私の感動が氏に伝わったのか、非常に好意的に対応していただいた。研究室には、世界数カ国で翻訳出版された本が飾られていた。当然日本でも出版された「ソビエトスポーツトレーニングの原理」もあった。2時間、97年に出版した本のことについて語っていただいた。それは「スポーツトレーニング理論」から「スポーツ理論」への変換で、「トレーニング」という名称を取った背景について語っていただいた。

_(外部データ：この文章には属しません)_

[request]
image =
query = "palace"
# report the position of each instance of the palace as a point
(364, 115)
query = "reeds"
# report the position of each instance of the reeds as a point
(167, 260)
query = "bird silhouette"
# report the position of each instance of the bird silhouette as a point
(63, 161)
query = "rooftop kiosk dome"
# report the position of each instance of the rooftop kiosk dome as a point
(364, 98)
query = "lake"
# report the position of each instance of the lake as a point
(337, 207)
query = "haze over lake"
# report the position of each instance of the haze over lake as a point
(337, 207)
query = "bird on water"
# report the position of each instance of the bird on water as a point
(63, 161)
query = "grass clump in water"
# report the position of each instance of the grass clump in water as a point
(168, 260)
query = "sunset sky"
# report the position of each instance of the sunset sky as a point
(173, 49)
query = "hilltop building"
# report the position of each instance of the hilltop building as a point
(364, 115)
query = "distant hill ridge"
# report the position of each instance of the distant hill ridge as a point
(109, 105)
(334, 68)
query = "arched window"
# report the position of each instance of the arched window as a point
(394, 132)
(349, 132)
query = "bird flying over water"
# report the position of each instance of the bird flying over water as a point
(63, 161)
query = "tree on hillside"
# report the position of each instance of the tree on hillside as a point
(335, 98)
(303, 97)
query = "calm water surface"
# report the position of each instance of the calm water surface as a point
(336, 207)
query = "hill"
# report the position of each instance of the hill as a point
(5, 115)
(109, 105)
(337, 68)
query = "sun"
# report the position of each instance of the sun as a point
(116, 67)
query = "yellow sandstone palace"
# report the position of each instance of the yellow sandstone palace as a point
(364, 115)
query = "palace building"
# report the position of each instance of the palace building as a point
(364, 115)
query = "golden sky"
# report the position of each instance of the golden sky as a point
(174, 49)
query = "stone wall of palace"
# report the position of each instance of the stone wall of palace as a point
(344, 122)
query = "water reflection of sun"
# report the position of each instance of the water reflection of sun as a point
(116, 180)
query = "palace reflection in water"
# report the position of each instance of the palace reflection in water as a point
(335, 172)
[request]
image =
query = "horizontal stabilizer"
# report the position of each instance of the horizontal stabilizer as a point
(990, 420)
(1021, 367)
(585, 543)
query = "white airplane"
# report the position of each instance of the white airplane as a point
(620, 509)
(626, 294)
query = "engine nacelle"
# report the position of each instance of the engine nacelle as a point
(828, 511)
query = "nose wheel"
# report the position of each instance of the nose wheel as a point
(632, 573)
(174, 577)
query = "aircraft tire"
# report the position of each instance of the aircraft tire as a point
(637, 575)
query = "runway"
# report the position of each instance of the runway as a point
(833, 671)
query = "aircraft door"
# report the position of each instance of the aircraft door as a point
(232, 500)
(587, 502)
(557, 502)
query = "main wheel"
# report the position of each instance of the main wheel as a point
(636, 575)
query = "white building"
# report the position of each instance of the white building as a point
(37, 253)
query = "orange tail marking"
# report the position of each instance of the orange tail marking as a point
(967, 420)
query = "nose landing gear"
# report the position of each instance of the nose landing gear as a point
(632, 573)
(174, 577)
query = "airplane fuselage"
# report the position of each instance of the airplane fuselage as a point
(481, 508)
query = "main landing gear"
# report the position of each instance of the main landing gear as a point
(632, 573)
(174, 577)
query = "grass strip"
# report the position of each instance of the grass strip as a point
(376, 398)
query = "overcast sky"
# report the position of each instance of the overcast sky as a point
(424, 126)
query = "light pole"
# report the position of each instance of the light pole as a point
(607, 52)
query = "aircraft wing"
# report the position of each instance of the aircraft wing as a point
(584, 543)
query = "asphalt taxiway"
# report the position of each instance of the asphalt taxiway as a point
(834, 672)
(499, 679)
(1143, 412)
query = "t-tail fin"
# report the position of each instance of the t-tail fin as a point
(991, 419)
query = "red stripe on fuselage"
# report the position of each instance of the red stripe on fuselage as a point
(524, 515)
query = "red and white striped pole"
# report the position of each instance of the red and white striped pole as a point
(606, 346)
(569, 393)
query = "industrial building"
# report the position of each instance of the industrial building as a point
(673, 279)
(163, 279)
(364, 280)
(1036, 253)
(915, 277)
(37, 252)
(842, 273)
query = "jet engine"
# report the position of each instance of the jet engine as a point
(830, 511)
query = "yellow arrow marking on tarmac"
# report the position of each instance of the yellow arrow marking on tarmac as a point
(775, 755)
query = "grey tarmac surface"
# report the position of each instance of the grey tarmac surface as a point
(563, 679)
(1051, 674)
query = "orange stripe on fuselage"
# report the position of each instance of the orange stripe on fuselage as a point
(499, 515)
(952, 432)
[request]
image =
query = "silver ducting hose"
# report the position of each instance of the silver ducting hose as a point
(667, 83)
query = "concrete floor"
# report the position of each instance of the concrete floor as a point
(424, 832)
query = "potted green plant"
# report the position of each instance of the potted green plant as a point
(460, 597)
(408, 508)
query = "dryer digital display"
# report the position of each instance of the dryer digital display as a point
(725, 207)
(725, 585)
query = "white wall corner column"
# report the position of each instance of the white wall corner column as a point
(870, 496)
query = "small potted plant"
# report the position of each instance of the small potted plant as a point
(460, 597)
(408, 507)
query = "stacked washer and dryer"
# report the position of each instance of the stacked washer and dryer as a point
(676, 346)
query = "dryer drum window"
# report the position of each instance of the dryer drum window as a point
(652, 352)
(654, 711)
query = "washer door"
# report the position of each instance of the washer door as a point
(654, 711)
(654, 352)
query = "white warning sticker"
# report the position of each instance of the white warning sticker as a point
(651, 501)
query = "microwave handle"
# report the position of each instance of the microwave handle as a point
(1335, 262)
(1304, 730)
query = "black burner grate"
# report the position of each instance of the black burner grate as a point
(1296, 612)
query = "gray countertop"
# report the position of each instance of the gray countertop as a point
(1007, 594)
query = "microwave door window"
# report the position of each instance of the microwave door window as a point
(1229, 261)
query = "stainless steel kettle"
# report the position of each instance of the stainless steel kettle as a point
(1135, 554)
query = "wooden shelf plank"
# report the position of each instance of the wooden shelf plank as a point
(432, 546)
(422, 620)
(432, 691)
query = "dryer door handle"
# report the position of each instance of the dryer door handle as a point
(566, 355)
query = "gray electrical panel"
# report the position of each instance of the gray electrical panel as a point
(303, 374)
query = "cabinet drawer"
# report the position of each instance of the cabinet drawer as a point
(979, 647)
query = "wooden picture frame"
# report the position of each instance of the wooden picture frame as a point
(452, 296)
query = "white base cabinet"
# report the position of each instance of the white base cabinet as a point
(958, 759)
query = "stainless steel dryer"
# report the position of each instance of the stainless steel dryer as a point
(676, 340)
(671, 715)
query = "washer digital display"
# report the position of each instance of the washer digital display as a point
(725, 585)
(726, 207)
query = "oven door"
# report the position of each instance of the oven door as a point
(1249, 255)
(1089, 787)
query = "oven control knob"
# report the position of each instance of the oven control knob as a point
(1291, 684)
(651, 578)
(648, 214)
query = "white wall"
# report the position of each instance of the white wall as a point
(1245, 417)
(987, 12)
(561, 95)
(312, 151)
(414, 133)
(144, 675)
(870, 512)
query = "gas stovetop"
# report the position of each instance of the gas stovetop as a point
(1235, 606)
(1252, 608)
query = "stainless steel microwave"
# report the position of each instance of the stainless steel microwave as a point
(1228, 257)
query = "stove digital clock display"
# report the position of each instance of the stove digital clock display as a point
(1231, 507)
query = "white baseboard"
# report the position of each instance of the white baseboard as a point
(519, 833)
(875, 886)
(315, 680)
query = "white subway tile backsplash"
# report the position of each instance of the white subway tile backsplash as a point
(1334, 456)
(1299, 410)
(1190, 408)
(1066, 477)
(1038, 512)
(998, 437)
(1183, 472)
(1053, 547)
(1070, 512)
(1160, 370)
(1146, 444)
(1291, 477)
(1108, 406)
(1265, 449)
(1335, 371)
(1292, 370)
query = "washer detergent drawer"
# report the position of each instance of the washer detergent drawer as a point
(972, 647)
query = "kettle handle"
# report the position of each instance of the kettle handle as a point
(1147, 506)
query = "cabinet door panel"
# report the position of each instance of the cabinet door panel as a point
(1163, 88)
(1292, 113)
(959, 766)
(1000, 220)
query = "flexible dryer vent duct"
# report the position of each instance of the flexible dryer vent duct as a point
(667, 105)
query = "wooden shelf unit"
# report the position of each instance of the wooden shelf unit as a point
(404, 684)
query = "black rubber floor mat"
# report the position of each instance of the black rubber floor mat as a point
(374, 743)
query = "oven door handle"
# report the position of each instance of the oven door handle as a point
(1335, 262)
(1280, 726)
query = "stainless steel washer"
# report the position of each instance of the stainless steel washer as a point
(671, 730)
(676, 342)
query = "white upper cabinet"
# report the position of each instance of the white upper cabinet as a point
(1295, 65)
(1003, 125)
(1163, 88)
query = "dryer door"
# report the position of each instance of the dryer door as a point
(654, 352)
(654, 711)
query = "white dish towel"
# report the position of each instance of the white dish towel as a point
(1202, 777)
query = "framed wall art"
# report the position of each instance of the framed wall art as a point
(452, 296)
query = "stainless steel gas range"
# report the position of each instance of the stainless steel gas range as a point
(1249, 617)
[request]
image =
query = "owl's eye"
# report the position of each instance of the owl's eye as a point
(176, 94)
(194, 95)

知らぬ間に時間がたち、2時間が経過していた。こちらが時間を気にして、そろそろ失礼すると言うと、「いつ帰るのか」と聞かれ、「8日の夜帰ります」というと、「そんなに早く帰るのか」と言われた。できればもう一度お会いしたいと言ったところ、「いつでもOK」という返事をいただき、では「明日いっしょに食事でも」ということで、明日午前中に連絡することになった。

最後に、97年に出された「スポーツ一般理論」と91年に出された「体育の理論と方法」、そしてこの2冊のベースとなる97年に出した「スポーツの理論と方法」の3冊いただいた。専門書は、印刷部数も少なく、91年のものはアカデミーのキオスクにもなかったのでマトヴェーエフ氏がお持ちのものをいただいた。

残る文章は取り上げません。